Behind the bar, a wire hanger display for wine glasses was also constructed, with a glass covered shelf above, to store extra wine and spirit stock.
The banquettes in the main bar back on to a raised area where a wooden break replaces what was a metal balustrade. To add some sparkle, the top third of the wood is covered in sparkly copper covering that is reminiscent of a 1920s flapper dress.
The main restaurant consists of two sections. One is cleverly secluded by partitioning, and could easily cater for 20/25 people. The part near the front of the restaurant is more open, and could seat the same. Again both sections’ banquettes have a tan coloured covering, but the secluded area has a different wall covering, this time, vibrant tropical birds. With this in mind, the buttons on the banquettes have been customised to reflect the colours. The window section is flanked on one side with glass, on the left with glass panelling, and opposite, three large mirrors. Brian Shields said, “In the restaurant dining area, it was important to keep diners comfortable in what is a large space. We felt that by creating the walnut stained timber screen with polished brass hexagon metal work and antique mirror gives the restaurant its own focal point. The overall combination of rich finishes with the variety of lighting techniques creates a warm enjoyable atmosphere that makes you feel comfortable in the space.”

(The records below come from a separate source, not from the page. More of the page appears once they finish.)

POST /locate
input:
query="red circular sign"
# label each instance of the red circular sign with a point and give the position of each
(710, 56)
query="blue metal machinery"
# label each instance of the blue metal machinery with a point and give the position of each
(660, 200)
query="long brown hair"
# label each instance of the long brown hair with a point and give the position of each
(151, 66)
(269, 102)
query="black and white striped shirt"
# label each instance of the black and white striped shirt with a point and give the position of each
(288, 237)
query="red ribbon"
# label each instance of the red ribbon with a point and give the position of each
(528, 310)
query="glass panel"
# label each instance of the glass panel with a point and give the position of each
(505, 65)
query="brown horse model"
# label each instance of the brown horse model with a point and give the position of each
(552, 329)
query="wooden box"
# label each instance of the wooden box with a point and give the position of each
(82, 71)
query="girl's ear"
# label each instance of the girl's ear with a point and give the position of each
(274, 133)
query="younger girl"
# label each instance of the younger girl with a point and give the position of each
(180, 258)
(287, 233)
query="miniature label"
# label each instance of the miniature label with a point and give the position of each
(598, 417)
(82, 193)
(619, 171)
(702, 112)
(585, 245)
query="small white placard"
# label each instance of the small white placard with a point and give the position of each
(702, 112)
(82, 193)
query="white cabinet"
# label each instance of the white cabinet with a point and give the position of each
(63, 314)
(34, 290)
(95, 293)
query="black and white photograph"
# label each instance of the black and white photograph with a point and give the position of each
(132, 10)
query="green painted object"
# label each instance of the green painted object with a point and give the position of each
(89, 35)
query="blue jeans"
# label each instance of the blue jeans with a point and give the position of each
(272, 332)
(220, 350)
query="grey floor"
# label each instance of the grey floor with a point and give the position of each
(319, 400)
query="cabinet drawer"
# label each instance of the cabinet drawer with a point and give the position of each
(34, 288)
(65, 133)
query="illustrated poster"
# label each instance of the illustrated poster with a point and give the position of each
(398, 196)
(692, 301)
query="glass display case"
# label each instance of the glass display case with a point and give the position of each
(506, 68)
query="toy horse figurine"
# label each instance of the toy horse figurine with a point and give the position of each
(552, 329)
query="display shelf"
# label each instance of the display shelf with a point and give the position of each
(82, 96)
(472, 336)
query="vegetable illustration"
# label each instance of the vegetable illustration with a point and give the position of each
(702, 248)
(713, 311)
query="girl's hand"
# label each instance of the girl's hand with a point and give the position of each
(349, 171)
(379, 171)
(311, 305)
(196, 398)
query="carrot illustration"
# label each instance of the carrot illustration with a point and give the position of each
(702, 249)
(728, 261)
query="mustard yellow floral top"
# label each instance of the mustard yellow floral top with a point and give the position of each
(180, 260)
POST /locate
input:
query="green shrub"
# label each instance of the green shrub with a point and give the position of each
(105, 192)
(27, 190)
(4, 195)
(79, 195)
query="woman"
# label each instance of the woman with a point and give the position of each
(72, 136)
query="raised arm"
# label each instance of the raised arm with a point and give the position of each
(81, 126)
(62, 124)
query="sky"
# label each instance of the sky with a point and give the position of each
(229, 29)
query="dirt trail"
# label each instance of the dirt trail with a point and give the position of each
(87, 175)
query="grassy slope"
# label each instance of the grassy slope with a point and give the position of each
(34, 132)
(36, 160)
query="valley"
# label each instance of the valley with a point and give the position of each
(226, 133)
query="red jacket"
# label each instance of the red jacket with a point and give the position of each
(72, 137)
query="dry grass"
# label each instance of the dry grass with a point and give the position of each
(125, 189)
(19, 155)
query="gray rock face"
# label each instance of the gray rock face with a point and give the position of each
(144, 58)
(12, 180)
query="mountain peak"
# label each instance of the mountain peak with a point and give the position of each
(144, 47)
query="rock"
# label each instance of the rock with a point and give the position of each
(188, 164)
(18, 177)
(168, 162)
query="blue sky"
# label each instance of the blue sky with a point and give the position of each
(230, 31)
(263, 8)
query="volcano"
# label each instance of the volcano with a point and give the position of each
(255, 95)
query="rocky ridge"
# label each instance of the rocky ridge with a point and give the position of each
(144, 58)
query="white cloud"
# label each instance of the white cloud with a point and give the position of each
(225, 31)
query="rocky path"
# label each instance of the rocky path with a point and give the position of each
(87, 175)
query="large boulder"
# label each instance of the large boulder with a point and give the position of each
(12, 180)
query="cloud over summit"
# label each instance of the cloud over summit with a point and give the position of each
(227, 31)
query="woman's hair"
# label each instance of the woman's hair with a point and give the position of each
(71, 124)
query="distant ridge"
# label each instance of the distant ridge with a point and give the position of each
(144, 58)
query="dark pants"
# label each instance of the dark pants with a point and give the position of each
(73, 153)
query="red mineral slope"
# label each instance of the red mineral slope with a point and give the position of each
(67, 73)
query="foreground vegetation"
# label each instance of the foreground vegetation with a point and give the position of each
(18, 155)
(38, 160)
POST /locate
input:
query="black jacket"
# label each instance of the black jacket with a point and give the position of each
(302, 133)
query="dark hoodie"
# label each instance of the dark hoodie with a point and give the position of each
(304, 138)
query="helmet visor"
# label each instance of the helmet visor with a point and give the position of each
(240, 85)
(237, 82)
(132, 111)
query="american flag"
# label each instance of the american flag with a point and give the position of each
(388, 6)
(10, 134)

To the back of the pub, there is a conservatory, which is used at the moment for overspill from the bar at weekends, but lends itself to a meeting room or private area. Underneath the conservatory, is a function room, with its own private bar, which Bar Luca has already taken a booking for. Although the private room opens out to a cobbled area, it actually doubles up as a car park for the pub, but Bar Luca has a license for tables and chairs at the front of the restaurant which catches the sun perfectly in the middle of the day.
Riva has big plans for its Kilmarnock operation. With such a big venue, it has also broken through into the floor above that had been used as a dumping ground for the previous owners, but Riva has refurbished it to a high commercial office standard and has a company of lawyers already in as tenants. Currently Bar Luca doesn’t serve breakfast, but that’s ‘in the schedule’. Watson said, “We hope the conservatory will attract some of the local businesses for meetings.”
Watch this space for more Riva openings as we’ve heard Gianluca’s little sister is grumpy as she hasn’t got a restaurant named after her yet, so the Di Ciaccas haven’t stopped yet.